Marwin: I use a 3-digit system with 3 images per loci for numbers. And I use 1 image per card with 2 cards per loci. But I should tell you that I have recently completed a 2-card system which I plan to master this summer! So during the Swedish national championship I will introduce it in competition. On a side note I do not use PAO stuff, I have one image for one thing and I combine them three at a time and place them on a locus. My systems are made up of anime characters because I watch a lot of anime. Some images are characters others aliens, animals, foods and objects all from various TV-shows.

Memory-Sports.com: What is your favourite memory discipline and why?

Marwin: 5 min digits. I actually do not know why. I guess my 3-digit system was the perfect balance between variation and speed. I actually started creating a 4-digit system but realized that i would never have any use of it. The problem with my first 2-digit system was that I mixed the images together since they reappeared several times during disciplines. With my 3-digit system I do not even have that problem during the one hour events. So I decided to stop working on the 4-digit system and become faster with my 3-digit system! Maybe it does not answer the question but it is the best answer I have. I like it because it lets me use my system which is beautiful in its variation, speed and power!

 

Memory-Sports.com: How often and how much do you train?

Marwin: I travel two hours in the morning to get to my school.

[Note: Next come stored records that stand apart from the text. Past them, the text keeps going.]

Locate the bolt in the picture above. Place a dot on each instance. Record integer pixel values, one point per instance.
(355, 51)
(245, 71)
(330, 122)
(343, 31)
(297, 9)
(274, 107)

So I try to get 30 minutes to two hours of training on the train, depending on the study load in school. Usually 1-2 months before a competition.

 

Memory-Sports.com: Do you have any tips for a beginner memory athlete?

Marwin: Experiment. I believe that it is such an individual experience to try these memory techniques that I would recommend beginners to experiment and try what works best for them and not listen too much on what works for others. For example I like to memorize in columns from the top down and then back up instead of going in rows. If I make a mistake it costs me much more but I like this way of memorizing so I am going to stick with it and work on not doing any mistakes. 🙂

 

Memory-Sports.com: The memory community is very strong and talkative on Facebook. How does it influence you not being on that network?

Marwin: I do not know how to answer that question since I am not sure what I am missing. 🙂 I do not like social medias in general. If I want to talk to someone I just send them an „old fashion e-mail“.

 

Memory-Sports.com: What would you like to achieve with memory techniques and memory sports?

Marwin: Becoming „the“ greatest memory champion of them all! Continously smashing world records and improving my systems.

 

Memory-Sports.com: What don‘t you like about our sport?

Marwin: The fact that it is so dependent on my daily form. I must watch what I eat, how much I sleep, jet lag, what time during the day I excercise and when I go for runs because all of those factors contribute to my results for that one day. But other then that it is amazing!

 

Memory-Sports.com: What is your vision for the sport in 20 years?

Marwin: I hope that more variations of memory sports will pop up like the XMT and the MAA Memo Games because it really changes the game a lot, which is intriguing. Also a more globally spread sport, like the WMC of 2032 on Antarctica or more local like in Sweden.

 

Memory-Sports.com: Thank you for your time, Marwin.